British naturopath and writer (1877–1956)

Edgar J. Saxon (1877–1956) was an English environmentalist, naturopath and alternative health writer. He was a pioneer of the organic movement.

==Biography==

Saxon was born Ernest Savage and later changed his name to Edgar J. Saxon. He was born at the East End of London and moved to Wimbledon as a child. He worked for an office firm but took a day off in 1897 to walk the hills to the River Dee. He suffered from foot pain so decided to take his boots off and put his feet in a waterfall. He stated that his feet had been cured the next morning by an energy in the water unknown to science and he considered himself restored by a "nature cure". He believed that people in modern society had become alienated from the healing properties of nature.
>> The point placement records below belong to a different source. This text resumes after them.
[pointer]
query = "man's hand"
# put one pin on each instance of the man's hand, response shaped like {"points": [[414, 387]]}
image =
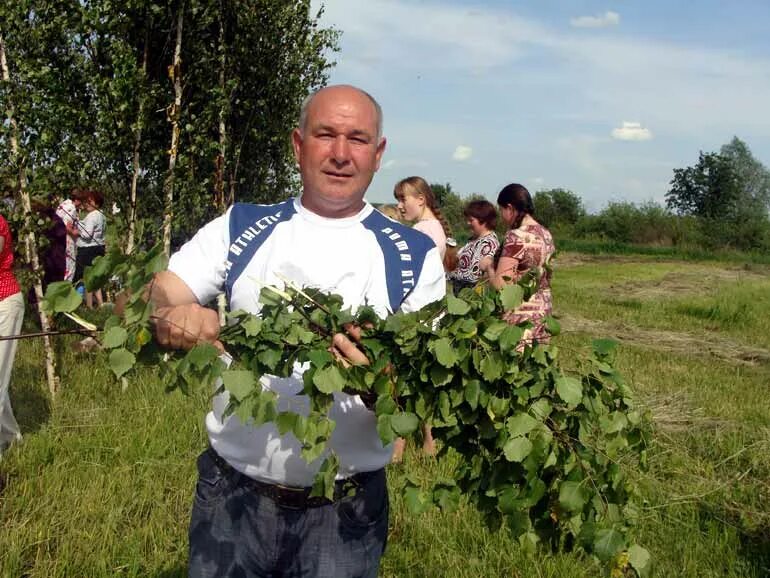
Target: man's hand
{"points": [[184, 326], [346, 350]]}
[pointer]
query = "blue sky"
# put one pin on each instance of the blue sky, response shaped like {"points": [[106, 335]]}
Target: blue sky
{"points": [[602, 98]]}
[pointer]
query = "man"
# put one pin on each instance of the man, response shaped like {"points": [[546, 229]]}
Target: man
{"points": [[11, 317], [252, 515]]}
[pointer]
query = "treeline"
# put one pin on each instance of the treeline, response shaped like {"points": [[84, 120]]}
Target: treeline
{"points": [[173, 108], [721, 202]]}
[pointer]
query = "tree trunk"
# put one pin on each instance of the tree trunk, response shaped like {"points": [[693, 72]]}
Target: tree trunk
{"points": [[175, 71], [137, 145], [30, 238]]}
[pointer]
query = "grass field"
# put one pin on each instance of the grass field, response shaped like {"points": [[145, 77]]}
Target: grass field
{"points": [[102, 484]]}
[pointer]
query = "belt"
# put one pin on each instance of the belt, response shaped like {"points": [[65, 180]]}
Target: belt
{"points": [[294, 498]]}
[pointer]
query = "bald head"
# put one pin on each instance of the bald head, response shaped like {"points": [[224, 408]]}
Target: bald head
{"points": [[341, 90]]}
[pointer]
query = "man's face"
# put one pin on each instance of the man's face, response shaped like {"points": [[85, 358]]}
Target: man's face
{"points": [[338, 151]]}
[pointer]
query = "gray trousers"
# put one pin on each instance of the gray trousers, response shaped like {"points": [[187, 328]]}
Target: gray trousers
{"points": [[11, 317], [237, 533]]}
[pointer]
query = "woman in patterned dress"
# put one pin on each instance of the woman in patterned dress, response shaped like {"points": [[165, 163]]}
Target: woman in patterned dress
{"points": [[527, 245], [481, 218]]}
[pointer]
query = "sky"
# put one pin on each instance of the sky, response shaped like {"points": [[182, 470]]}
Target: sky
{"points": [[605, 99]]}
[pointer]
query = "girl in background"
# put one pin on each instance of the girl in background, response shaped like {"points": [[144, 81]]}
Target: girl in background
{"points": [[90, 238], [417, 204]]}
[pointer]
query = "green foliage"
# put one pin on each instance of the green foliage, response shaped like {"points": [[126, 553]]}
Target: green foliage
{"points": [[729, 193], [711, 189]]}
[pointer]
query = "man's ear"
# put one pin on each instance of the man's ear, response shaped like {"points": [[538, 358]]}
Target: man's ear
{"points": [[296, 141], [380, 151]]}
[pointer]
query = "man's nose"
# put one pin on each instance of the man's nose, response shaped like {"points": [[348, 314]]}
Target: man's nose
{"points": [[341, 149]]}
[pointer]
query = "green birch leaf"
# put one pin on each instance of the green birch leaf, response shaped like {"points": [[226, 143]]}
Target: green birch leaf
{"points": [[639, 558], [385, 405], [404, 423], [521, 424], [472, 389], [252, 326], [491, 367], [329, 379], [607, 543], [239, 383], [385, 430], [445, 353], [115, 337], [510, 337], [121, 360], [572, 496], [61, 297], [285, 421], [570, 390], [323, 484], [202, 355], [456, 306], [516, 449]]}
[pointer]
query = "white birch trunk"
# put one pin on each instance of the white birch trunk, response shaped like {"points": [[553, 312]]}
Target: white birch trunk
{"points": [[219, 185], [137, 144], [30, 240], [175, 72]]}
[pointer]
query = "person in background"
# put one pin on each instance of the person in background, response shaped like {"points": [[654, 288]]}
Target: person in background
{"points": [[417, 204], [11, 317], [527, 245], [67, 210], [253, 514], [481, 218], [90, 238]]}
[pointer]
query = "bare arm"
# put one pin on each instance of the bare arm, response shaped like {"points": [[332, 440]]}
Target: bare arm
{"points": [[180, 321]]}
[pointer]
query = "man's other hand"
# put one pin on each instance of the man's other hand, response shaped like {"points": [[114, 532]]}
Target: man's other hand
{"points": [[184, 326]]}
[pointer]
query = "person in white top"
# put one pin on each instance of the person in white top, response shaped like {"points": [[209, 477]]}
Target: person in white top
{"points": [[252, 515], [67, 211], [90, 235], [417, 204]]}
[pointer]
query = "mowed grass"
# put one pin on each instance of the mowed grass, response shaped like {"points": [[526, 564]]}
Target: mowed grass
{"points": [[102, 484]]}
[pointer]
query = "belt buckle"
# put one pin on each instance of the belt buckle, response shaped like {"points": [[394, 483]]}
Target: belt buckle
{"points": [[291, 498]]}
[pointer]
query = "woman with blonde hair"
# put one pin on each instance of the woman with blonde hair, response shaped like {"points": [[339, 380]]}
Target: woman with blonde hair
{"points": [[417, 203]]}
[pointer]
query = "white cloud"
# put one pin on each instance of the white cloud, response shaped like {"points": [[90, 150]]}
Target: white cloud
{"points": [[404, 164], [609, 18], [462, 153], [631, 131]]}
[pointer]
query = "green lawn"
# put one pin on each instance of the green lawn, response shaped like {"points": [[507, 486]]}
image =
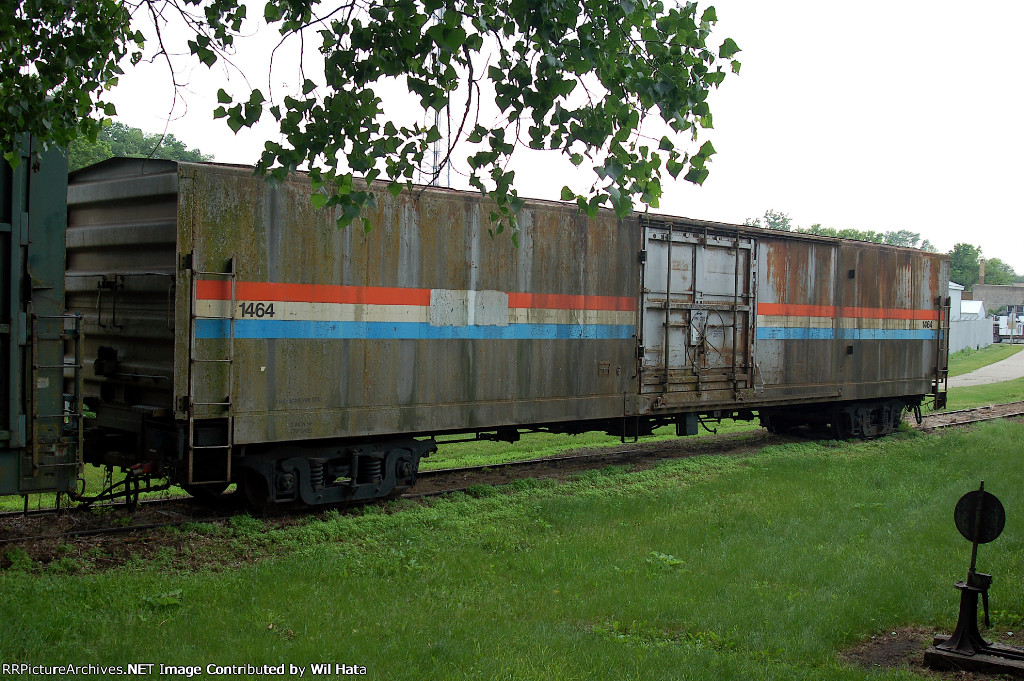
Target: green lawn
{"points": [[969, 359], [702, 568], [980, 395]]}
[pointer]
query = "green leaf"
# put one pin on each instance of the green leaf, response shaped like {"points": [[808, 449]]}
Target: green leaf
{"points": [[728, 48]]}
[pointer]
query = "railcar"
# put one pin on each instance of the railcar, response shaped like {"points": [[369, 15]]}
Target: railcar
{"points": [[232, 334]]}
In 1908, Saxon met Charles William Daniel at his bookshop in Amen Corner, off Ludgate Hill. In 1911, Daniel founded The Healthy Life magazine, of which Saxon became editor and owner in 1920. It was renamed Health and Life in 1934 and Saxon edited the magazine until his death in 1956. The magazine has been described as an "essential source for students of the alternative health movement in Britain". It promoted health foods, herbal medicine, homeopathy and social nudism.

Between the wars, Saxon created the first health food restaurants known as "Vitamin Cafés" and a naturopathic centre in Wigmore Street, London. Saxon established a bookstore, school of reform and lectured at Conway Hall. He was founding member and former president of the Nature Cure Association of Great Britain.

Saxon advocated organic farming and raged against the industrialization of modern society. He criticized chemical companies and the use of fertilizers. He wrote against adulterated foods, pollution and waste. Saxon promoted a diet of "honest foods", by this he meant whole foods, which are grown without artificials or processed and refined. He campaigned against the use of sugar and white bread. Saxon's books were published by Charles William Daniel.

==Vegetarianism==

Saxon was a vegetarian and a speaker on "Nature Cure: Its Meanings and Implications" at the 6th World Vegetarian Congress in 1926. In 1939, he commented that "I have been a ninety-nine per cent vegetarian—or rather, lacto-vegetarian—for more than thirty years". He aimed to distance himself from vegetarians making fanatical claims about health. He suggested that a "nation that lived on sound fresh unprocessed food which included animal-flesh could not but be in a far finer condition than a vegetarian nation that continued to consume the baneful refined processed de-mineralized food-stuffs that modern advertising continually urges everyone to eat". In 1948, he criticized veganism as he believed it would lead to impoverished soil through lack of humus.

==Selected publications==

- Right Diet for Children (1912)
- Towards Radiant Health (1925)
- Complete Guide to Sound, Successful and Attractive Food Reform (with Maud Baines, 1929)
- Fruit: Its Use and Misuse (1929)
- Healthy Meals out of Doors or in Tent or Caravan (1939)
- Soil and Human Health (1939)
- Why Aluminum Pans Are Dangerous (1939)
- Good Food from Healthy Soil (1945)
- Simple And Attractive Food Reform (1948)
- Sensible Food for All: In Britain and Temperate Zones (1949)
- A Sense of Wonder (1977)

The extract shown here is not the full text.